A dataset for multivariate analysis was compiled from geochemical data of groundwater and rock cores obtained by JAEA in the Horonobe Underground Research Laboratory Project (Kunimaru et al., 2007; Sasamoto et al., 2011; Hiraga and Ishii, 2008). Principal Component Analysis (PCA) and Hierarchical Clustering Analysis (HCA) were performed. The normalized concentrations of Na2O, K2O, CaO, MgO, FeO, Fe2O3, and LOI (loss of ignition) versus Al2O3 were used as variables in PCA of whole-rock chemistry. The concentrations of Na+, K+, Ca2+, Mg2+, Cl-, HCO3-, and SO42- were used in PCA of groundwater hydrochemistry. HCA was performed on the PCA results using the principal components as variables until the cumulative contribution exceeds 90%. The Ward's method was used for clustering.

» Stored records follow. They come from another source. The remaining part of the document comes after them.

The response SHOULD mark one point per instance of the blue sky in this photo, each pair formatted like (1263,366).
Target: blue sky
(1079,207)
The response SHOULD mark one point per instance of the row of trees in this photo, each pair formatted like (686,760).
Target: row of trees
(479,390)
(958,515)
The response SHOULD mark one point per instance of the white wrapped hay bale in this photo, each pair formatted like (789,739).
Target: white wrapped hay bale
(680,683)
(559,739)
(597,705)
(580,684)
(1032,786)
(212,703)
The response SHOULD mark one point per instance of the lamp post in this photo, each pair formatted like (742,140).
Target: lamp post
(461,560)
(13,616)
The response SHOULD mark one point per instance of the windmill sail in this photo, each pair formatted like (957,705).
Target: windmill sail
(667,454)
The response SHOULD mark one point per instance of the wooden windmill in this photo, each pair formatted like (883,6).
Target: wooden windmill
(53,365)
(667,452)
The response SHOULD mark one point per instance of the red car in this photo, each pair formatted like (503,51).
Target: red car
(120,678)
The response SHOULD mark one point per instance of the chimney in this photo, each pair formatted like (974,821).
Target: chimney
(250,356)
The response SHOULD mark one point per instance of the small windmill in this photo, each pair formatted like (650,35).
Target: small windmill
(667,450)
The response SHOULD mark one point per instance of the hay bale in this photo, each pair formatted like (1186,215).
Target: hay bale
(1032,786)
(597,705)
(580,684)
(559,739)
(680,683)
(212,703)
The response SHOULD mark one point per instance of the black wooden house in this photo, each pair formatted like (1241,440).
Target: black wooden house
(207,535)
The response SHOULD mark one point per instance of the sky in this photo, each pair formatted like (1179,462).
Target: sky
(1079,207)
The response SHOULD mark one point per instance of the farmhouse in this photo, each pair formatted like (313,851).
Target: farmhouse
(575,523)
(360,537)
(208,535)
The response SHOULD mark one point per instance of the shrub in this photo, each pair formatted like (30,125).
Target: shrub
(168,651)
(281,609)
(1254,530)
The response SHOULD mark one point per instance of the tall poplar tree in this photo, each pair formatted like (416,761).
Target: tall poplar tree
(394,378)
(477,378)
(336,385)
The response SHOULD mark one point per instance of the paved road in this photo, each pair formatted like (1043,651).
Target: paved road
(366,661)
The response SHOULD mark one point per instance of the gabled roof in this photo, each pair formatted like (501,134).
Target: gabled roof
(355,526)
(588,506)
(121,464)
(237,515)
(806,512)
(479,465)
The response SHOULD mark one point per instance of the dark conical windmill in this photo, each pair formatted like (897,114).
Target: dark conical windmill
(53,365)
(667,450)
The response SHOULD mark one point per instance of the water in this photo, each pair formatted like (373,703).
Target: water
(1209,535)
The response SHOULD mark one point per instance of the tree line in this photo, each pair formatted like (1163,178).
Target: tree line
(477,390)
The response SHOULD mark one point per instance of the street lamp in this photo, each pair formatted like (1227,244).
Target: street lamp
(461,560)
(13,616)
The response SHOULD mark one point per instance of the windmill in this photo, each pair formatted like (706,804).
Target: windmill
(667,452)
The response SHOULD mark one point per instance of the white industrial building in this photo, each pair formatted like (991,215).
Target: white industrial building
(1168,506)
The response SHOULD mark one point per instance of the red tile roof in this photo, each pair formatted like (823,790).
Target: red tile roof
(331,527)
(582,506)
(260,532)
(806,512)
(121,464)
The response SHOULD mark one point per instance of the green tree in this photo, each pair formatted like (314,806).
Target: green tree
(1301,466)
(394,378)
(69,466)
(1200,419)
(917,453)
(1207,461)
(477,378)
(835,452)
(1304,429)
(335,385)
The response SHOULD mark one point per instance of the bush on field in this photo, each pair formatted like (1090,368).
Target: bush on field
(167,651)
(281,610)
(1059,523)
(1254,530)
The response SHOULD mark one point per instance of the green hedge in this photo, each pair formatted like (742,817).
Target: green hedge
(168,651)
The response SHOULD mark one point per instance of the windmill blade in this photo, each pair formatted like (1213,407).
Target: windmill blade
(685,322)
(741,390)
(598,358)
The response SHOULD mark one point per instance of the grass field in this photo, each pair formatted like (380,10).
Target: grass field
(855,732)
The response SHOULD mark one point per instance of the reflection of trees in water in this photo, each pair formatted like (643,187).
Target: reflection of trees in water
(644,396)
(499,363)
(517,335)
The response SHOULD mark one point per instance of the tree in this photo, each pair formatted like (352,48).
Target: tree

Figures 1a and 1b show the results of PCA and HCA for the major constituents of groundwater, respectively. The siliceous mudstone obtained from the Horonobe area can be classified into two groups based on LOI/Al2O3 and K2O/Al2O3. Clusters with high LOI/Al2O3 and K2O/Al2O3 correspond to the Koetoi Formation (“Kt”), and those with low LOI/Al2O3 correspond to the Wakkanai Formation. The Wakkanai formation is further divided into two types according to CaO/Al2O3 and Na2O/Al2O3.
Assuming that the volatile component of the samples is mainly H2O, LOI/Al2O3 can be considered as an indicator of the amount of H2O released during the phase transition of silica minerals and/or smectite. The average values of LOI/Al2O3 were 1.62 for Kt, 0.96 for Wk-1, and 0.85 for Wk-2. Assuming that all H2O contributed to groundwater dilution, the dilution factor could be estimated as 0.59 from Kt to Wk-1, and 0.52 from Kt to Wk-2. These values are consistent with Cl- concentration.
Assuming simple dilution of fossil seawater of Kt, mass balance calculation suggested that Na+ and Ca2+ leached from Wk-1 while only Na+ leached from Wk-2. Figure 2 shows quaternary plots of the groundwater Na-K-Ca-Mg and the whole-rock Na2O-K2O-CaO-MgO systems. The composition of groundwater gradually enriched in Na+ according to burial depth. The whole-rock chemistry showed complex changes. Comparing Kt and Wk-1, Na2O/Al2O3 decreased. On the other hand, comparing Wk-1 and Wk-2, Na2O/Al2O3 rather increased and the ratio of K2O/CaO decreased due to a K2O/Al2O3 loss and a CaO/Al2O3 gain. It is generally known that exchangeable Na and Ca decrease and non-exchangeable K increases with the phase transition from smectite to illite (e.g., Inoue, 1986). The changes in the whole-rock chemistry would be relating to the illitization, but additional analyses such as exchangeable cationic composition of the mudstone and mineral chemistry of smectite and illite are required for further quantitative discussion.